Miłość i zemsta w świecie kamperów

"Rigoletto" - reż. Romuald Wicza-Pokojski - Opera Bałtycka w Gdańsku - 2023-06-03

Prapremiera „Rigoletta" miała miejsce 11 marca 1851 r. w Theatro La Fenice w Wenecji. Została przyjęta bardzo entuzjastycznie. Największe poruszenie wywołał sławny kwartet z ostatniego aktu. Opuszczająca teatr publiczność śpiewała na głos frywolną piosenkę księcia La donna è mobile, która od tej chwili zyskała niebywałą popularność.

„Rigoletto" wystawiano następnie na kilku włoskich scenach, natomiast ze względu na problem z cenzurą, pod różnymi tytułami. Wcześniej Verdi przyzwyczaił swoją publiczność do scenicznych eposów, w których bohaterowie kreowani byli na wzór patriotów, mających szczytny cel walki za ojczyznę. Nowością dla publiczności było poruszenie aspektu psychologicznego, ujawnienie w sztuce operowej bezlitosnej, brutalnej, życiowej prawdy na temat ludzkiej natury. „Rigoletto" bardzo szybko zyskało miano opery werystycznej (od vero – prawdziwy). Muzyka wyrażała uczucia bohaterów, współbrzmiała z akcją sceniczną, poruszała kwestię odwiecznych, ludzkich uczuć: miłości, zazdrości, zemsty. Verdi zachwycił też syntezą melodycznych pomysłów, wyraźnie naszkicowanych charakterów oraz licznymi partami solistycznymi.

Henryk Swolkień w książce „Verdi" cytuje słowa monografisty Verdiego, Massimo Mila: „Rigoletto" jest pierwszym skończonym arcydziełem (...) Sporo jest w tej operze banalnych pomysłów melodycznych, gitarowych i akompaniamentów, śmiesznych chórów (...) Kto wie, czy „Rigoletto" nie jest najbardziej, już od z górą stu lat, elektryzującą publiczność operą Verdiego? (...) Verdi miał powiedzieć po weneckiej premierze: „Jestem rad z siebie i sądzę, że nie napiszę nigdy nic lepszego".
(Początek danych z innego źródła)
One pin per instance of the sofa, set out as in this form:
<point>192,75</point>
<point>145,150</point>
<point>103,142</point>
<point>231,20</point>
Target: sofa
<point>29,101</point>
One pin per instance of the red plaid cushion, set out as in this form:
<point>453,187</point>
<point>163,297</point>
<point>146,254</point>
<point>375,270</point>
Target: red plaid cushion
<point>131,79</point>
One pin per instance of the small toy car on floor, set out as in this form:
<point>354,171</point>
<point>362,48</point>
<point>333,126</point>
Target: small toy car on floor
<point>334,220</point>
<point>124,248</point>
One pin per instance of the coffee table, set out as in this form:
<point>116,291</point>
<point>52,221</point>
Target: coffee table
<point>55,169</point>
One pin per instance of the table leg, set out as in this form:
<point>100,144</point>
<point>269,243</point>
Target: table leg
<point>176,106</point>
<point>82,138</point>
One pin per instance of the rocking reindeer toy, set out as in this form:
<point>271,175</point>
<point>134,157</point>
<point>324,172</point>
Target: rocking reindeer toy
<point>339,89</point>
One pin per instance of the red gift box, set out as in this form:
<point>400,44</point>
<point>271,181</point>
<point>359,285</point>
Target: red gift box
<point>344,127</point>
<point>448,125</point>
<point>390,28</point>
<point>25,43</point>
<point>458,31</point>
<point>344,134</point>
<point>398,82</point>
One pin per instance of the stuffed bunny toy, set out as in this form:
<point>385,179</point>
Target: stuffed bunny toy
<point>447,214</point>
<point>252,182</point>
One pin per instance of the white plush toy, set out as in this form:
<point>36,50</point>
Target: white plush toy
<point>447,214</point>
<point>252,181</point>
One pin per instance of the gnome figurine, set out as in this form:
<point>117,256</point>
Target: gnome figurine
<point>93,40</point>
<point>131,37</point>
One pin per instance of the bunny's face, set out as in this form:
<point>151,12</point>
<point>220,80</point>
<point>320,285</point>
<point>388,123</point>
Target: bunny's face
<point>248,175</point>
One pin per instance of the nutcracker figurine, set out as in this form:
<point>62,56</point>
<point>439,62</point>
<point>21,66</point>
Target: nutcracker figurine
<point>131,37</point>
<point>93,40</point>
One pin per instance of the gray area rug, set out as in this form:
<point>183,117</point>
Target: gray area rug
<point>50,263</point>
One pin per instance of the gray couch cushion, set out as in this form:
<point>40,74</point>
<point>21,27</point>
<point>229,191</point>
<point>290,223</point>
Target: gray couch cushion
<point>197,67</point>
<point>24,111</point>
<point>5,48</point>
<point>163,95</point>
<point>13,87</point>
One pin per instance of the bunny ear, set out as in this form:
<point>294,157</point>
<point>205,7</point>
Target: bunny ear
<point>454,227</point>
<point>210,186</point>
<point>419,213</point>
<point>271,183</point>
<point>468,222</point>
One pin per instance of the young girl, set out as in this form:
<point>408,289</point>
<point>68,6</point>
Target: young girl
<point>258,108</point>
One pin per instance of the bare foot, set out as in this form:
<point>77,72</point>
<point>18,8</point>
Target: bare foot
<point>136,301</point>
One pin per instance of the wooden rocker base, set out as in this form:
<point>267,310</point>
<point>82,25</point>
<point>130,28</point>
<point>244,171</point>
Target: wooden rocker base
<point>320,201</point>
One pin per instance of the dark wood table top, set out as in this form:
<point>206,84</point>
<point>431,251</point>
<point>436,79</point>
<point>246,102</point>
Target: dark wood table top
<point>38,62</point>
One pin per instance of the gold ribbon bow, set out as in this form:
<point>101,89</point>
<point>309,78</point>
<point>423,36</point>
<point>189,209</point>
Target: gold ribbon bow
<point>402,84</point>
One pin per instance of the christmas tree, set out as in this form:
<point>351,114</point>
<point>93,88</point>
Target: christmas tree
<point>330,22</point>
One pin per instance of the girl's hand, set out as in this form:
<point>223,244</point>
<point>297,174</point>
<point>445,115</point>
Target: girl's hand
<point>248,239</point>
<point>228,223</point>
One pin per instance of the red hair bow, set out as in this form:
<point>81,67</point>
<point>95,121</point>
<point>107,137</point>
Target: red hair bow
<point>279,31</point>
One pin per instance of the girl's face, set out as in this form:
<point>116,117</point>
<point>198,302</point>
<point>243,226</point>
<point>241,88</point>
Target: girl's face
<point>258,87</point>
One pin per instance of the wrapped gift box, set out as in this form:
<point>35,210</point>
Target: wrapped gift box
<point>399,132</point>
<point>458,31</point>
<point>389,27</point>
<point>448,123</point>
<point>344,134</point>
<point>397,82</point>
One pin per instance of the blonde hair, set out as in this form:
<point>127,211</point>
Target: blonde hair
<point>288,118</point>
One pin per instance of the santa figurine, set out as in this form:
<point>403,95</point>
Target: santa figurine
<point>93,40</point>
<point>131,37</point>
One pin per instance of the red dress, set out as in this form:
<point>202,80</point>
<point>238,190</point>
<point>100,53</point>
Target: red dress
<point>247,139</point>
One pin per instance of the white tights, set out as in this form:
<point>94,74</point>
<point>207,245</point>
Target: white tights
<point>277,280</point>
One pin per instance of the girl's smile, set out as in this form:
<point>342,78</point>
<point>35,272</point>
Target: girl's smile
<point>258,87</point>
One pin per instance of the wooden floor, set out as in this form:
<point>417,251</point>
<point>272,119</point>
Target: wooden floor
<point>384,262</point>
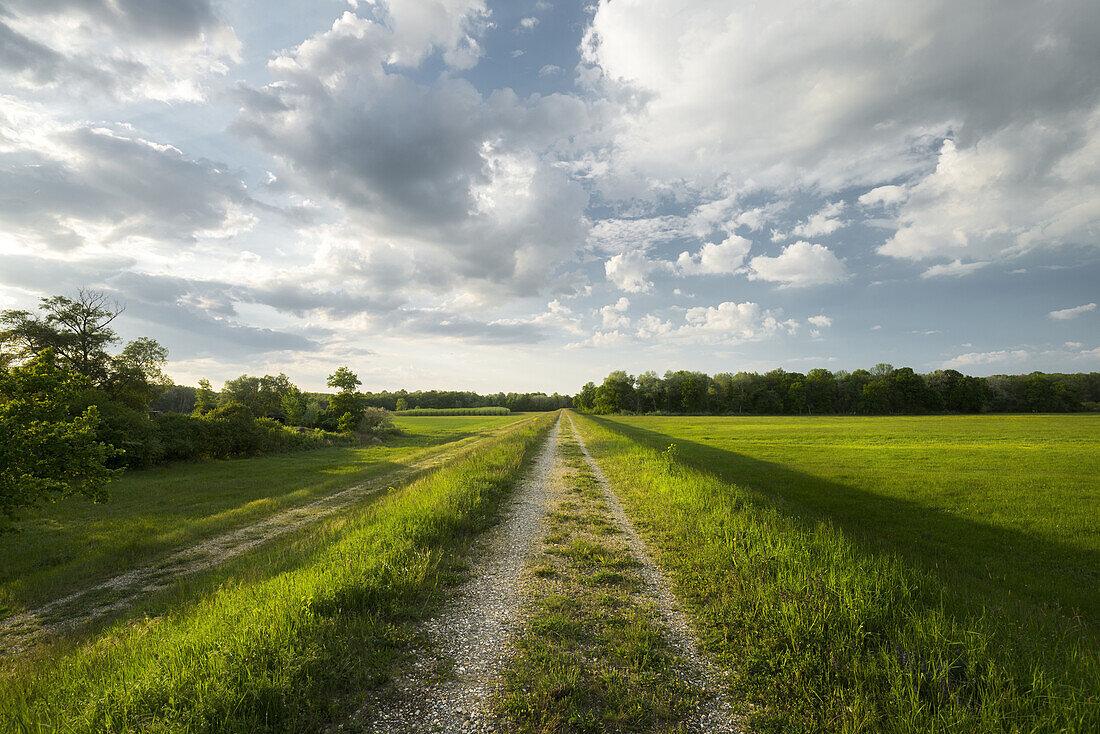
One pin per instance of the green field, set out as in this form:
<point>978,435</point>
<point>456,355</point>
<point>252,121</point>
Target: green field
<point>924,571</point>
<point>287,636</point>
<point>157,511</point>
<point>844,574</point>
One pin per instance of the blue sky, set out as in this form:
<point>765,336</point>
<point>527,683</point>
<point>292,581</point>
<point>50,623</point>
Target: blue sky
<point>528,195</point>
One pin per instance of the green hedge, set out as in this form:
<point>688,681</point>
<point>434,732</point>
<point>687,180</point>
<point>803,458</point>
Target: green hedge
<point>430,412</point>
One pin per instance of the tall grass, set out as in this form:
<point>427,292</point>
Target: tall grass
<point>822,634</point>
<point>459,412</point>
<point>284,650</point>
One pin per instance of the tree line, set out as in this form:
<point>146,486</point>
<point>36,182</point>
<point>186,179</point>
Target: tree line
<point>278,401</point>
<point>75,409</point>
<point>882,390</point>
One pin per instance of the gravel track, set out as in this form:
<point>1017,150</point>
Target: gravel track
<point>714,713</point>
<point>117,593</point>
<point>447,689</point>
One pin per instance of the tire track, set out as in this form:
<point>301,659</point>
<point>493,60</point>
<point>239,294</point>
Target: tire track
<point>447,689</point>
<point>714,713</point>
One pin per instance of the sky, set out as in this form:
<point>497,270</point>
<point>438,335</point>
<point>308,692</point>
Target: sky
<point>527,195</point>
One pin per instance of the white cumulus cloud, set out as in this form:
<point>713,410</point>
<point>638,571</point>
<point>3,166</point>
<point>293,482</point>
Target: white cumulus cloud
<point>1066,314</point>
<point>799,264</point>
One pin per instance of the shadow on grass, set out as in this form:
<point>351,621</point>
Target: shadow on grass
<point>985,561</point>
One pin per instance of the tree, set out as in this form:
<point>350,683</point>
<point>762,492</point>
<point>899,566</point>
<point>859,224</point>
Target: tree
<point>585,401</point>
<point>650,392</point>
<point>206,400</point>
<point>262,395</point>
<point>45,451</point>
<point>79,331</point>
<point>616,393</point>
<point>345,408</point>
<point>295,405</point>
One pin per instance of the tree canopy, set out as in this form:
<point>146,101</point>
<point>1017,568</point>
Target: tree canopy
<point>46,451</point>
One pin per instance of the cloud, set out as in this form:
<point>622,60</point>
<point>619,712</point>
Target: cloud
<point>723,259</point>
<point>734,322</point>
<point>613,316</point>
<point>463,184</point>
<point>977,133</point>
<point>1066,314</point>
<point>1021,188</point>
<point>972,359</point>
<point>630,271</point>
<point>883,196</point>
<point>822,222</point>
<point>163,51</point>
<point>64,186</point>
<point>798,265</point>
<point>956,269</point>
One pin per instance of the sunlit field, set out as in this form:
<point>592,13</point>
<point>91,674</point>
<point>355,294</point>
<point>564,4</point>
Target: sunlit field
<point>156,511</point>
<point>887,572</point>
<point>287,636</point>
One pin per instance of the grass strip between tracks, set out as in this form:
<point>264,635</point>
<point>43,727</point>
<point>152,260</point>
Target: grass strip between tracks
<point>822,635</point>
<point>592,655</point>
<point>287,650</point>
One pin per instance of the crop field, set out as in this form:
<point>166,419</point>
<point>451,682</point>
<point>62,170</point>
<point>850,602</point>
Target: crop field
<point>563,572</point>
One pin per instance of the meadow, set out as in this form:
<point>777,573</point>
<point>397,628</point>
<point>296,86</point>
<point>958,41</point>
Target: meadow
<point>908,573</point>
<point>157,511</point>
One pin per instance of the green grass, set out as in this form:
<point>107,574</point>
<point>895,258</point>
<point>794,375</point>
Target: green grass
<point>897,574</point>
<point>154,512</point>
<point>287,638</point>
<point>592,656</point>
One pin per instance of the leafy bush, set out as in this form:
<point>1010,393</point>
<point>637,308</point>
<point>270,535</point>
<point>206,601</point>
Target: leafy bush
<point>230,431</point>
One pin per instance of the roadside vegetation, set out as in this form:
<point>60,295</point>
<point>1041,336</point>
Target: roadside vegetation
<point>856,576</point>
<point>592,655</point>
<point>882,390</point>
<point>287,638</point>
<point>453,412</point>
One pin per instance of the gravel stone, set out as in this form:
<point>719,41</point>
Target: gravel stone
<point>714,713</point>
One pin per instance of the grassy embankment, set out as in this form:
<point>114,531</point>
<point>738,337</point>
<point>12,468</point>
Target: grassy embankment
<point>902,574</point>
<point>153,512</point>
<point>591,656</point>
<point>286,638</point>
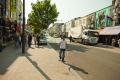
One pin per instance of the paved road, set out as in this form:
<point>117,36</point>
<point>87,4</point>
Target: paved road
<point>92,63</point>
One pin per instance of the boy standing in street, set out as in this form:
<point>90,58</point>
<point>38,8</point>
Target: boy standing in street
<point>63,45</point>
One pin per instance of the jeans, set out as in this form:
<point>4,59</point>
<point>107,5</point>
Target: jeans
<point>62,54</point>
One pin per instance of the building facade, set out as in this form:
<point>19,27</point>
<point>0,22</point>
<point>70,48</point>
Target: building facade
<point>116,15</point>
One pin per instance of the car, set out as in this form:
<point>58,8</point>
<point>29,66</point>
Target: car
<point>43,40</point>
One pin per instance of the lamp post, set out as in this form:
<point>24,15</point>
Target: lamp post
<point>23,29</point>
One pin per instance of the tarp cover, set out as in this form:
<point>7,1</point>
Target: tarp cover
<point>110,31</point>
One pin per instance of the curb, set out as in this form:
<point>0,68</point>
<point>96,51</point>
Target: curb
<point>75,73</point>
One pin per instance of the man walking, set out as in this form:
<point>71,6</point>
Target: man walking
<point>70,38</point>
<point>63,45</point>
<point>29,40</point>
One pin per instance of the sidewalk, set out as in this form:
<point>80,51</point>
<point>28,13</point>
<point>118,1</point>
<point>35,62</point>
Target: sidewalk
<point>37,64</point>
<point>99,46</point>
<point>45,59</point>
<point>15,66</point>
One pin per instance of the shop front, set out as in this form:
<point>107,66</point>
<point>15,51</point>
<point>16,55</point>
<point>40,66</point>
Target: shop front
<point>109,33</point>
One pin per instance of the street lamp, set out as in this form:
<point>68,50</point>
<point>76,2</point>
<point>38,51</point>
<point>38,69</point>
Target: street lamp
<point>23,29</point>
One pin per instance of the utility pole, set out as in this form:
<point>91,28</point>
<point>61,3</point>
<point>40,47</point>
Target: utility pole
<point>23,29</point>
„Rigoletto" to imię zapożyczone ze sztuki Victora Hugo „Król się bawi". Samo libretto, którego autorem jest Francesco Maria Piave, powstało na kanwie tego właśnie utworu. Rigoletto z języka francuskiego (rigolo) oznacza „wesołka". Tytułowy bohater to nadworny, garbaty błazen. Drwi on publicznie z hrabiego Ceprano. Ten w odwecie planuje zemstę i namawia dworzan, aby porwali dla uwodzicielskiego księcia domniemaną kochankę Rigoletta, która w rzeczywistości jest jego córką. Mściwy garbus knuje intrygę. Wkrótce sam stanie się jej ofiarą.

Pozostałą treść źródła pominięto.